Lest you be thinking, “Yes! It’s about time one of you Seeker-sensitive types admit to the error of your ways!” I would also like to say, that anything done for the glory of God should be done well, and that includes church. Sloppy Sunday mornings are inexcusable, but perfectly orchestrated Sunday mornings do not change lives. Irrelevant music and sermons laced with guilt, condemnation, intolerance, and clichés are a turn-off, but lasers, a hot band, mad vocals and a “feel-good” sermon does nothing to illuminate the beautiful message of the Gospel.

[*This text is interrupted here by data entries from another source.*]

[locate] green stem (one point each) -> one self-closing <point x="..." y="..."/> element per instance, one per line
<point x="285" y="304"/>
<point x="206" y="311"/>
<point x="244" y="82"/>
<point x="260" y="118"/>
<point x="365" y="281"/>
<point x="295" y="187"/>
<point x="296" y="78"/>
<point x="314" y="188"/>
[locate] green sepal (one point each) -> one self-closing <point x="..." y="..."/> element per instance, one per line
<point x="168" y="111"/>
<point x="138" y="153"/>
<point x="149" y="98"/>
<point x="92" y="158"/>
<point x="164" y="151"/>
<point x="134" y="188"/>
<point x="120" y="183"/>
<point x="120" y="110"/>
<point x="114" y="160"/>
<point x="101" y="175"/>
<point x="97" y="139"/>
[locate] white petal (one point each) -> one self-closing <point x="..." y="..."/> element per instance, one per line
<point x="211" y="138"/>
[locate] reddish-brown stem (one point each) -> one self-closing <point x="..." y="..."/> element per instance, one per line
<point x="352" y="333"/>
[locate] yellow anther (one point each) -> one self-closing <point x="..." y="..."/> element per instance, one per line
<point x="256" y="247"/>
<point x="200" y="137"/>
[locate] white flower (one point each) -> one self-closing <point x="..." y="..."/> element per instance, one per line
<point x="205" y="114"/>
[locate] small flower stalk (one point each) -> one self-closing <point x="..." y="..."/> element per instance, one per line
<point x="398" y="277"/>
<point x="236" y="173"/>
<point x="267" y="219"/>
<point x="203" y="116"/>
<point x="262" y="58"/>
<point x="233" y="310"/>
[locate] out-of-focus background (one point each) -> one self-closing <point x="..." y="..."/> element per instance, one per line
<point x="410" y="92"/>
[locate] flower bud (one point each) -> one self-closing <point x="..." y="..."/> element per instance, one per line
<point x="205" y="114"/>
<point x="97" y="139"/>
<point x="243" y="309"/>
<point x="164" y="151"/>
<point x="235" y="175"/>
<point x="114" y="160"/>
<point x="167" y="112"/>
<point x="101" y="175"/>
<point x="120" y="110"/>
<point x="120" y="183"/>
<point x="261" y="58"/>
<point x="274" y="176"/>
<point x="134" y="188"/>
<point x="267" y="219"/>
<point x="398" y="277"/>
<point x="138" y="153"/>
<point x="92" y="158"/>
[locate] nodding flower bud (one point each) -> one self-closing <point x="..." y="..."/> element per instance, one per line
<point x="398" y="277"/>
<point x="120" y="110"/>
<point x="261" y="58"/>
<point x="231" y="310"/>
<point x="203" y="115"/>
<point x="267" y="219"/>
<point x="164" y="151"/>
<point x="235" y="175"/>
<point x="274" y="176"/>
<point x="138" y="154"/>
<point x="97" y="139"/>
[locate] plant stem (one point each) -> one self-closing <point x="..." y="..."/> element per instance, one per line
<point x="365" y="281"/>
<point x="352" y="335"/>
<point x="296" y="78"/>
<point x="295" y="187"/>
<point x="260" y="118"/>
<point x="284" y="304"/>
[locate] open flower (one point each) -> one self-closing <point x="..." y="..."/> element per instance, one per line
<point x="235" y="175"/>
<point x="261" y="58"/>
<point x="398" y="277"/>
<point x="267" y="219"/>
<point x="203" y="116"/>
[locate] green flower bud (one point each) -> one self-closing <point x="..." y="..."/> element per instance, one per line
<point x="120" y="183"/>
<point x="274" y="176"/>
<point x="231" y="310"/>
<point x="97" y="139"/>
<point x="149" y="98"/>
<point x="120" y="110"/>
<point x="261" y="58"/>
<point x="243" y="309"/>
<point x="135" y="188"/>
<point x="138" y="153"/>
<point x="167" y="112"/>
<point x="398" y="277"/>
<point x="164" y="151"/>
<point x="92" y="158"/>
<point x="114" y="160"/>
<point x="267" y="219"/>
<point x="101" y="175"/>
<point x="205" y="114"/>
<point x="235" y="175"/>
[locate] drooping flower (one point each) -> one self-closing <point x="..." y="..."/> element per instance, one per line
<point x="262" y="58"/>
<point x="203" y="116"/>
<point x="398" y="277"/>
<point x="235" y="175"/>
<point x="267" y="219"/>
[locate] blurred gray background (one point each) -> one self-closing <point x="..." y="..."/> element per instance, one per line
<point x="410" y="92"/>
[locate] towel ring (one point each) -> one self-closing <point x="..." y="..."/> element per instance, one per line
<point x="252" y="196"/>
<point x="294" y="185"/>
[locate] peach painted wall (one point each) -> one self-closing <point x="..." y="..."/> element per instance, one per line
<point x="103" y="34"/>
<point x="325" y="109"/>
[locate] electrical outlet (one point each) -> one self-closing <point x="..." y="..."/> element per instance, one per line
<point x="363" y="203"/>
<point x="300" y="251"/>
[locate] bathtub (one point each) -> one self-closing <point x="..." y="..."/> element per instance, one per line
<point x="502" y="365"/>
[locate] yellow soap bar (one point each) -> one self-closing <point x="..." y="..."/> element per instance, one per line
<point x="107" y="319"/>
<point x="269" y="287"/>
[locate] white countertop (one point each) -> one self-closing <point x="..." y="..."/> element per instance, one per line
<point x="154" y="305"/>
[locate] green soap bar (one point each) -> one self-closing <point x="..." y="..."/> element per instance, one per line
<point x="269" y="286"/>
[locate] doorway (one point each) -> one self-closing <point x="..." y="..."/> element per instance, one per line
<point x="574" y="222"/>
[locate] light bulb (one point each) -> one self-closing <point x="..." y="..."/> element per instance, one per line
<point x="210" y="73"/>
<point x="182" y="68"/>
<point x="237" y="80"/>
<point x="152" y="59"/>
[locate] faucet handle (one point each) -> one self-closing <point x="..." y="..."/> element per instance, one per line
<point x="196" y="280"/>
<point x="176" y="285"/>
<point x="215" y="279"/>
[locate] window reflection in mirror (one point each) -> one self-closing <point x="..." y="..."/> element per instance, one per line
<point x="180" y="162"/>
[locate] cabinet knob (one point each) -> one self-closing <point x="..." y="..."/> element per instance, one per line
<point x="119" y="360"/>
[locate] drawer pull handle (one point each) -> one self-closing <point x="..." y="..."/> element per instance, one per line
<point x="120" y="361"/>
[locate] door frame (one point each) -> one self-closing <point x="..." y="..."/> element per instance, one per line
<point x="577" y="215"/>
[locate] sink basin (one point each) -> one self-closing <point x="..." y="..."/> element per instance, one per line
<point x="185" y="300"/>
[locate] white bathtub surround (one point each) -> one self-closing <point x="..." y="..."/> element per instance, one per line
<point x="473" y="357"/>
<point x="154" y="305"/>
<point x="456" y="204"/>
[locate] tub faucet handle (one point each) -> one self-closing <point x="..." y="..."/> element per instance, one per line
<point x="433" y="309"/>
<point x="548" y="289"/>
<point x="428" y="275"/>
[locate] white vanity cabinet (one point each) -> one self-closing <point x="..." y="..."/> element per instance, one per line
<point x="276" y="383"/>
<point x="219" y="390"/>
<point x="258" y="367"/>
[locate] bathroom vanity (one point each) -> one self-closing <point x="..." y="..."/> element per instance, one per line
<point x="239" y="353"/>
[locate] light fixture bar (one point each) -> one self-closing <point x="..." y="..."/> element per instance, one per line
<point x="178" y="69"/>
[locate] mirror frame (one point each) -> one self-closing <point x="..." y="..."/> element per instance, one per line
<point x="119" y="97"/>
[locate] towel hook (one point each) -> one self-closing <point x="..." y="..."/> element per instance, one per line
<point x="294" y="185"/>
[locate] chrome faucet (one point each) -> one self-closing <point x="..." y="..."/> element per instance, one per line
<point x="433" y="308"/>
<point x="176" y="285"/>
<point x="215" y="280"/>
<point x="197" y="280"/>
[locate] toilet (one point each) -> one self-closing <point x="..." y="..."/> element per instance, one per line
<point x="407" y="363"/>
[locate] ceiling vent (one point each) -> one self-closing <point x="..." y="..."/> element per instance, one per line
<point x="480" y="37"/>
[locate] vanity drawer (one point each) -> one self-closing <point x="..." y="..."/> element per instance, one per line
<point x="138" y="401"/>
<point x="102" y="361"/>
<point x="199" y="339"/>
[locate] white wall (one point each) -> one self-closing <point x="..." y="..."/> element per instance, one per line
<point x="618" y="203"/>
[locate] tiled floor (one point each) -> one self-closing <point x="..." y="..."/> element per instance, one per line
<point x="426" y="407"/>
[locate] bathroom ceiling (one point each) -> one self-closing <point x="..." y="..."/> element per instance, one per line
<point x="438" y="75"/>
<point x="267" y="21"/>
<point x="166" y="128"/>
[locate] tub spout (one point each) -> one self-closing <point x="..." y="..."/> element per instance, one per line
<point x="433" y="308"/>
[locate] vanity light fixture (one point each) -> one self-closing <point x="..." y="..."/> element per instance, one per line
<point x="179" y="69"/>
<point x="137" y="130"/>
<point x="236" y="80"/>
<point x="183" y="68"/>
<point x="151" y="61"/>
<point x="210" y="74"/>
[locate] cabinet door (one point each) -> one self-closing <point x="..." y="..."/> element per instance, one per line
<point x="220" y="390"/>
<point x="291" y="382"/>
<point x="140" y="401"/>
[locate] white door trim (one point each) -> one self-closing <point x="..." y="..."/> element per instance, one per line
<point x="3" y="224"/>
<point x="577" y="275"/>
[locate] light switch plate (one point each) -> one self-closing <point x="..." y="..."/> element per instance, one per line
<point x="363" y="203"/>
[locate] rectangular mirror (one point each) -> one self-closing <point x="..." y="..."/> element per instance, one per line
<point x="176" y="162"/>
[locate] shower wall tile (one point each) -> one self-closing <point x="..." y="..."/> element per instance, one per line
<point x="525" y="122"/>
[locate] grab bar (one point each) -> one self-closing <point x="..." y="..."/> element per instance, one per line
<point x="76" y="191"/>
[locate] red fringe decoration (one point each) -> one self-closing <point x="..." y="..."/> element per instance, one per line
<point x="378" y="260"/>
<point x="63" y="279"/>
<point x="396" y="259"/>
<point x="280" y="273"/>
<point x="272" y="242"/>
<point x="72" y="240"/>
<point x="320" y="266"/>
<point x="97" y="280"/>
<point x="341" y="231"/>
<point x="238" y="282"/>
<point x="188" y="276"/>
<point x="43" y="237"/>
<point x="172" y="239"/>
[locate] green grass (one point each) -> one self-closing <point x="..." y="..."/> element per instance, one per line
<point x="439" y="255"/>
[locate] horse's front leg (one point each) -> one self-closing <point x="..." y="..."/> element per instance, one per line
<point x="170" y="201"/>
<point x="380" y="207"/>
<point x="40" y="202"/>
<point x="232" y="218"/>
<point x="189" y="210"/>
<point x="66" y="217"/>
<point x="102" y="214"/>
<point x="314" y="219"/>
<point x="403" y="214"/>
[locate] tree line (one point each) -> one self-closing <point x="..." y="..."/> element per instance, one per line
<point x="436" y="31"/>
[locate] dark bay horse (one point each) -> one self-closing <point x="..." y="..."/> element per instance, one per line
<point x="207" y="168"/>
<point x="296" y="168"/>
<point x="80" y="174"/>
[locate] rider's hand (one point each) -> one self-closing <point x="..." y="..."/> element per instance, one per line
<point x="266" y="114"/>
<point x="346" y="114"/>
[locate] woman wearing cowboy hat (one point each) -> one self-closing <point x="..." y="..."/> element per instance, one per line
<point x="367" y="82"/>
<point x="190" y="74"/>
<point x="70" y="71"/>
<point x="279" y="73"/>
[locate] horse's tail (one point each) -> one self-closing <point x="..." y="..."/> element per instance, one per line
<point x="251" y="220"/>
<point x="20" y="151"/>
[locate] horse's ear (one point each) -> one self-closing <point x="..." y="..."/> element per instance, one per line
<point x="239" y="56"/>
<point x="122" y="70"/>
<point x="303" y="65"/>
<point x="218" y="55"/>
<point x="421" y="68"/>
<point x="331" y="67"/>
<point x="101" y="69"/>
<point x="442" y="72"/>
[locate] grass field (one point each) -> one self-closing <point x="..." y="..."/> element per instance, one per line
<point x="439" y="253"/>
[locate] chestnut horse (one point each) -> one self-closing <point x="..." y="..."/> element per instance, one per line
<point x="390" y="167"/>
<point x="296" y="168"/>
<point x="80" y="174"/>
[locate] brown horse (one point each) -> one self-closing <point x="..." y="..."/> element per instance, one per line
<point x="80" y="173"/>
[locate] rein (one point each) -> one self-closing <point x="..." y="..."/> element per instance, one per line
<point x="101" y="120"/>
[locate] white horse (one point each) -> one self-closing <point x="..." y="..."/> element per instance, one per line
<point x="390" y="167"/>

The church has a sordid past. There is much history of abuse of power, manipulation, control, fear-mongering, and hate-speak. We, as modern Christian believers have a tough row to hoe at times as we attempt to reconcile our violent and abusive history to the message of the love of Christ we proclaim. It causes us to do crazy things like create a Sunday morning experience that feels more like Playhouse Disney than an encounter with Divinity. It feels desperate. Like we are trying to convince the world that the faith we share is valid by placing a cup of gourmet coffee in their hand upon arrival. I’m envisioning the God of the Universe observing these rituals with utter disbelief that we would have it so backwards.
I do believe that the polished programs and gourmet coffee is an attraction to those who are seeking to fulfill their religious duty. After all, if you are of the belief that you have to go to church to get in good with God, then you are not, in fact, seeking to know God, you are just seeking to appease God in hopes that God won’t be mad at you. If this is your philosophy, then it’s good there are so many pretty shiny churches from which you can choose. But if that’s your approach, I think you should know you are really missing out on the juicy good stuff.
It’s been three years now since stepping away from my ministry position. I feel like I’ve been in detox and am finally clean and sober. I have developed this singular philosophy: if people have decided to come to church who have never been to church before – there can be only one reason; they want to meet God. Period. No amount of coffee, donuts, handshakes, kickin’ music, well-crafted sermons and strategic follow-up will mean a thing if a seeking-soul is not shown God. God who forgives. God who loves. God who by grace takes all the bad stuff out of a messed-up life and replaces it with the beauty of the Holy Spirit, God’s own Divine presence dwelling within. Every single thing that happens during a church service should be orchestrated around that one singular goal – to reveal God. No apology is needed for our faith, no couching it in shiny eye-pleasing, ear-tickling packages makes the message better. There is no better message for a soul seeking God than to hear that a way has been made for God to be known – and that by identifying with the life, death, and resurrection of Jesus Christ, God looks upon us with pleasure. If you don’t hear this, or feel it, or experience it in the context of church, then I believe the church has failed, no matter how successful it may appear.